Merry Christmas! This post is my entry into the Tots100/Little Tikes 12 Days of Christmas competitions. I don't normally do these things, but when I read the topic, I realised that I did have a very special favourite Christmas memory that I wanted to write about...
There is no way to describe my childhood Christmases other than 'magical'. That is truly what they were.
Christmas Eve day always started so slowly, with the last calendar door opened and the last bit of candle burned down, and then the excitement gathered momentum as it drew towards evening and we bundled into the car to make the half hour drive to our rural church. It was always bitterly cold on 24th December in Scotland, and our breath made little clouds in the frosty air as we held hands and walked up the dark road into the packed church. Inside, the warmth of old friends and familiar carols filled our hearts. On the way home, we sang some more, and looked for the lights of Santa's sleigh in the sky.
Christmas morning itself was filled with exclamations of, 'He's been!' and three children scrambling into bleary eyed parents' bed and unpacking stockings that were bulging with interesting little parcels. Afterwards, mum or dad would shuffle through in a dressing gown to put the kettle on while the rest of us happily munched chocolate for breakfast and played with our little toys.
Later there would be piles of presents under the Christmas tree - our family was not a rich one and never got into debt, yet every year the pile of gifts seemed bigger than ever. A family meal would follow - turkey with all the trimmings - and afterwards, an enforced and bracing Christmas walk. The year I got the bright red dolls' pram, I walked out proudly, imaging that everyone in our little village was looking on enviously.
Those were the years that I experienced the magic.
The years that followed, I call the between-magic years. Something changed. Something to do with being a teenager, perhaps. A bit to do with my parents' acrimonious divorce and subsequently someone missing from around the Christmas tree. I don't want to sound ungrateful, because I know that my now-single mother worked incredibly hard to make Christmas for three teenagers, and I did enjoy it, but I remember saying a little discontentedly, 'I don't feel very Christmassy'. Then there was the year that even my mum's Christmas determination couldn't fight the chemo-induced lung infection that took hold of her, and we hung around feeling scared as the cheerful doctor visited on Christmas day to prescribe heavy duty antibiotics and say that he didn't mind visiting a bit, as there was no good Christmas TV on anyway.

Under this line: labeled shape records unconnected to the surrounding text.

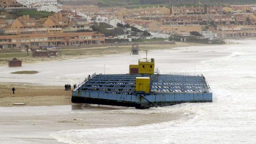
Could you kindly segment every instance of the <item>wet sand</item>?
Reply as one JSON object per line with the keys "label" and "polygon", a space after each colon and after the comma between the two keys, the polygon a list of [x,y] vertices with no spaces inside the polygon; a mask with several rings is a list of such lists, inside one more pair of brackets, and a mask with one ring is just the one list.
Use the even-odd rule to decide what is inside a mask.
{"label": "wet sand", "polygon": [[[12,88],[16,90],[12,94]],[[64,87],[64,86],[63,86]],[[71,91],[65,91],[60,86],[35,86],[28,84],[0,83],[0,106],[13,106],[17,103],[26,106],[71,105]]]}
{"label": "wet sand", "polygon": [[[205,45],[189,43],[176,42],[175,45],[140,45],[140,51],[143,50],[156,50],[159,49],[171,49],[181,47],[203,45]],[[0,66],[7,66],[8,61],[13,57],[16,57],[22,61],[23,64],[26,64],[38,63],[45,61],[62,61],[68,59],[81,59],[94,57],[100,57],[105,55],[115,54],[129,52],[131,49],[131,46],[102,47],[81,48],[77,49],[65,49],[61,50],[61,56],[51,57],[33,57],[31,54],[29,57],[19,57],[21,52],[15,53],[0,53]],[[22,52],[23,55],[26,55],[26,52]],[[29,52],[30,53],[31,52]],[[5,54],[10,55],[8,57],[4,57]]]}
{"label": "wet sand", "polygon": [[[222,49],[219,46],[217,48],[213,49],[213,51]],[[171,62],[165,61],[165,58],[159,59],[159,67],[163,70],[165,68],[165,70],[171,68],[171,70],[175,71],[182,69],[180,67],[184,67],[187,66],[187,69],[185,70],[194,71],[194,63],[197,63],[197,64],[199,65],[200,64],[199,64],[201,61],[216,59],[229,54],[226,51],[220,51],[220,52],[217,52],[206,49],[206,51],[203,51],[201,52],[200,52],[201,51],[201,49],[205,48],[189,47],[189,49],[183,48],[179,50],[180,52],[175,53],[166,51],[170,55],[168,56],[172,59]],[[161,56],[164,54],[159,53],[158,54]],[[182,55],[183,57],[181,58],[180,55]],[[184,59],[184,57],[186,57],[187,59],[181,61],[179,59]],[[175,59],[175,58],[177,59]],[[191,59],[193,60],[193,63],[191,62]],[[112,64],[111,66],[112,67],[116,66],[114,64]],[[119,68],[122,69],[120,71],[125,71],[123,67]],[[52,70],[51,69],[49,71]],[[4,106],[0,107],[0,115],[1,116],[0,118],[0,126],[1,127],[0,129],[0,133],[1,134],[0,139],[4,143],[63,144],[57,142],[50,136],[51,135],[60,131],[70,130],[86,129],[86,131],[89,129],[123,126],[136,128],[153,123],[156,125],[154,126],[157,127],[157,125],[160,125],[162,122],[176,120],[187,122],[195,116],[200,118],[201,115],[198,116],[195,113],[196,113],[196,109],[199,106],[204,105],[204,104],[200,104],[200,105],[191,104],[194,104],[195,106],[194,109],[189,108],[188,109],[189,110],[182,108],[184,106],[190,108],[190,104],[182,104],[167,108],[152,108],[146,110],[137,110],[134,108],[72,104],[70,102],[71,92],[65,92],[62,86],[31,85],[31,84],[16,83],[4,83],[0,85],[1,87],[3,87],[1,90],[2,90],[2,93],[4,94],[1,94],[0,97],[2,97],[0,99],[0,106]],[[16,85],[17,87],[17,96],[15,95],[14,97],[9,88],[14,85]],[[30,88],[28,89],[28,87]],[[12,106],[11,105],[14,102],[24,102],[27,104],[25,106]],[[41,106],[29,106],[39,105]],[[179,109],[179,107],[181,108]],[[183,125],[183,123],[181,124],[181,125]],[[132,127],[134,126],[138,127]],[[174,125],[168,127],[171,130],[178,126],[178,125]],[[155,128],[157,127],[153,127],[149,131],[152,131],[154,137],[157,137],[158,134],[154,131]],[[100,130],[99,129],[99,130]],[[188,131],[187,131],[187,132]],[[175,135],[180,133],[177,130],[164,133]],[[182,132],[182,133],[184,133]],[[96,133],[95,135],[97,135],[97,133]],[[145,133],[145,135],[147,134]],[[77,136],[79,137],[78,135]],[[124,135],[122,136],[129,137]],[[86,137],[84,138],[86,139]],[[144,138],[142,137],[141,138]],[[73,143],[81,143],[81,141],[76,143],[75,139],[73,140],[75,142]],[[108,140],[106,142],[111,141],[111,139]],[[136,140],[132,139],[129,142],[131,143],[133,141],[135,142]],[[104,142],[100,143],[105,143]],[[125,143],[126,142],[123,142]]]}

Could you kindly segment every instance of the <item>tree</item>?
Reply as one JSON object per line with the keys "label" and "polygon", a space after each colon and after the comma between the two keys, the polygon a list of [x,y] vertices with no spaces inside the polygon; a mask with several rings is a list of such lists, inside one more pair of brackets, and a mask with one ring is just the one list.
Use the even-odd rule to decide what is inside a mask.
{"label": "tree", "polygon": [[28,45],[25,45],[25,47],[26,49],[27,56],[29,57],[29,46]]}
{"label": "tree", "polygon": [[247,21],[247,25],[251,25],[251,20],[250,19],[250,18],[249,17],[247,17],[246,18],[246,21]]}
{"label": "tree", "polygon": [[122,24],[120,24],[119,23],[117,23],[117,27],[120,27],[122,28],[124,28],[124,25]]}
{"label": "tree", "polygon": [[150,36],[151,35],[151,34],[148,33],[147,31],[144,31],[144,32],[143,32],[143,35],[147,37]]}

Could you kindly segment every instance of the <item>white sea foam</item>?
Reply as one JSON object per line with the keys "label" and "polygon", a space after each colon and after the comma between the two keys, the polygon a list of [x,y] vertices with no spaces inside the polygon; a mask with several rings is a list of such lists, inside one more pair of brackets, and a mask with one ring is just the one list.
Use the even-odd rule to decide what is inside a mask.
{"label": "white sea foam", "polygon": [[[250,42],[245,46],[234,45],[221,50],[232,52],[227,57],[202,61],[196,66],[197,71],[204,74],[211,86],[212,103],[103,112],[179,113],[186,116],[184,118],[137,127],[61,131],[50,136],[68,144],[255,144],[256,42]],[[183,69],[193,71],[193,68]]]}

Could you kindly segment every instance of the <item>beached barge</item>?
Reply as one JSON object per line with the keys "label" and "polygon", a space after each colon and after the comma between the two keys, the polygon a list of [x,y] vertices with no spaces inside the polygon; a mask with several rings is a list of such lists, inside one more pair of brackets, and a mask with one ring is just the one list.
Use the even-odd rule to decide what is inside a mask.
{"label": "beached barge", "polygon": [[72,102],[135,107],[211,102],[212,93],[202,75],[160,74],[153,59],[141,59],[125,74],[89,76],[72,92]]}

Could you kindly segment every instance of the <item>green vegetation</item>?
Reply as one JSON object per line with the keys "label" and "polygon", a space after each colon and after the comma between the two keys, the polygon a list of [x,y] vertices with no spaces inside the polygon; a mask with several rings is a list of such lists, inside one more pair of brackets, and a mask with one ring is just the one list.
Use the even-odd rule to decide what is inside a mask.
{"label": "green vegetation", "polygon": [[207,38],[199,38],[195,36],[189,36],[187,38],[186,41],[189,42],[194,42],[202,44],[208,44],[209,40]]}
{"label": "green vegetation", "polygon": [[117,36],[124,34],[124,31],[122,28],[118,27],[115,28],[112,30],[108,30],[108,28],[112,28],[111,25],[105,23],[95,22],[92,26],[93,31],[98,31],[98,33],[104,33],[105,36]]}
{"label": "green vegetation", "polygon": [[21,11],[19,12],[10,12],[13,17],[13,19],[22,17],[24,15],[29,15],[30,17],[34,18],[36,19],[47,17],[48,16],[53,14],[54,12],[45,11],[36,11],[33,10]]}
{"label": "green vegetation", "polygon": [[164,41],[165,40],[168,40],[168,38],[154,38],[151,39],[133,40],[132,42],[159,42],[159,41]]}
{"label": "green vegetation", "polygon": [[196,31],[190,31],[189,32],[189,33],[190,33],[191,35],[194,35],[194,36],[203,36],[199,33],[198,32],[197,32]]}
{"label": "green vegetation", "polygon": [[26,52],[0,53],[0,58],[21,57],[27,57]]}
{"label": "green vegetation", "polygon": [[12,74],[33,74],[39,73],[38,71],[17,71],[11,73]]}

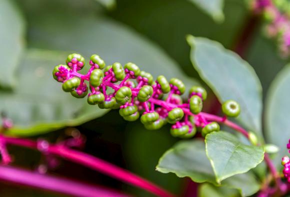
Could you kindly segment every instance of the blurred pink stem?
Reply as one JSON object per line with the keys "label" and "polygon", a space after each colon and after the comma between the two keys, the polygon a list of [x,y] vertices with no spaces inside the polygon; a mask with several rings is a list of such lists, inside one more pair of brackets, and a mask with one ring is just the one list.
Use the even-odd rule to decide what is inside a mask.
{"label": "blurred pink stem", "polygon": [[39,143],[30,140],[0,136],[0,140],[6,144],[37,149],[46,154],[58,156],[72,162],[86,166],[124,182],[145,190],[162,197],[172,197],[174,195],[153,183],[104,161],[90,155],[71,150],[61,145],[50,145],[46,141]]}
{"label": "blurred pink stem", "polygon": [[122,194],[106,188],[74,182],[60,177],[42,175],[8,166],[0,166],[0,180],[81,197],[125,197]]}

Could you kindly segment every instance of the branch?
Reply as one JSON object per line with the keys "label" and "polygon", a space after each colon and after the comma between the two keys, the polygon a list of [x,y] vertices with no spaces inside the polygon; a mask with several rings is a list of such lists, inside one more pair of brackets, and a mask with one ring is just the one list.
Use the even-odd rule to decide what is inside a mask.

I grew to accept that although spending time with family and receiving thoughtful gifts is always very special, that sparkle-feeling is something that is a part of childhood, and that I had left it behind.
As a new mother, those first couple of Christmases were joyful, in a very warm, calm and content kind of way. Holding my baby on Christmas Day, I knew there was nothing in the way of Christmas magic that could ever compete with this deeper magic. I had something far more precious than anything that could be contained by pretty patterned paper.
But then.... then came the Christmas when my son was three years old. That year my wish list was totally empty, as we had been joined by baby Eilidh, my longed-for daughter, the previous January.
Christmas morning came, and when Arran, aware of the proceedings for the first time, squealed excitedly, 'He's been!' something stirred in me.
Pulling the interestingly shaped little parcels out of his stocking, he came to a rectangular one, and opened it. His face when he saw that Santa had really read his letter and brought him a harmonica - the joy in his little face - suddenly filled my whole heart and soul with the biggest sensation of Christmas magic I've ever experienced. Those few minutes are my favourite Christmas memory, and that's when I realised:
That Christmas magic you feel as a child - that's just the first part. When you're done being a magic-receiver, it doesn't mean that the Christmas magic is over, it means that it's time to switch teams and that you're ready to become a magic-maker.
I feel every little bit of excitement in my children's voices, faces and eyes and, through them, I am blessed to experience that anticipation and wonder all over again, as our home fills with the Christmas magic that I help to create for them.